Outros exemplos da ação de criminosos consorciados se deram em agosto de 2021, quando na região de Nova Mutum, em Porto Velho, uma operação policial levou à morte de três trabalhadores sem-terra. À época, outras cinco pessoas ficaram desaparecidas, segundo a CPT. Um ano antes, dois policiais acusados de serem milicianos foram assassinados no local. Na época a Polícia Federal investigava empresários, advogados, juízes, servidores públicos e empresas que formaram uma quadrilha e conseguiram lucrar mais de R$ 330 milhões por meio de grilagem de terras e fraudes.

No Norte do país o garimpo ilegal provocou nove mortes em 2020 e 109 em 2021, o que significa um aumento de 1.110%. Das 109 mortes em 2021, 101 eram indígenas Yanomamis de Roraima. A explosão da garimpagem na Terra Indígena Yanomami também tem o dedo do crime organizado. Segundo informações dos indígenas e investigações da PF, os garimpeiros são dirigidos pelo PCC e estão fortemente armados. É o narcogarimpo expandindo seus tentáculos na Amazônia.

Na cidade em que foi assassinada Dorothy Stang cresce o ataque aos trabalhadores rurais e indígenas de Anapu (PA), com assassinatos, prisões e ameaças de morte, e Erasmo Teófilo, presidente da Cooperativa de Agricultores da Volta Grande do Xingu está na mira da escopeta.
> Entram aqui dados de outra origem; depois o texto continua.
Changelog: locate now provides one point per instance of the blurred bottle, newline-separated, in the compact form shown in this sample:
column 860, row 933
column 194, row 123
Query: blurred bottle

Se, conjunturalmente, toda essa violência está relacionada ao ambiente político proporcionado pelo governo Bolsonaro, do ponto de vista estrutural ela é explicada pelo avanço do capitalismo na Amazônia que, ao longo da história, converte meios e situações não capitalistas ou pré-capitalistas em instrumentos de produção capitalista propriamente dita, ou seja, de produção de mais valor. Essa é a chave para entender a expropriação territorial, a dissolução das relações sociais que bloqueiam sua reprodução ampliada ou mesmo a incorporação daquelas que não podem ser substituídas. Assim, elas são recriadas, mas sob novas determinações decorrentes da mediação do capital. Isso explica a colonização sistemática, a existência da peonagem, do trabalho escravo na região (inclusive entre garimpeiros); como o desmatamento e incêndios florestais são formas da expansão da propriedade privada da terra; o processo de anomia social das comunidades tradicionais, ou de parte delas; a desumanização e o racismo contra  indígenas, quilombolas e camponeses da floresta.

A bandidagem, o crime e os negócios ilegais capitalistas apenas abrem a carreira para os “negócios legais” do grande capital, como demonstra a própria história recente da Amazônia. Enquanto o capital existir, a floresta, sua população e a humanidade continuarão sendo ameaçadas.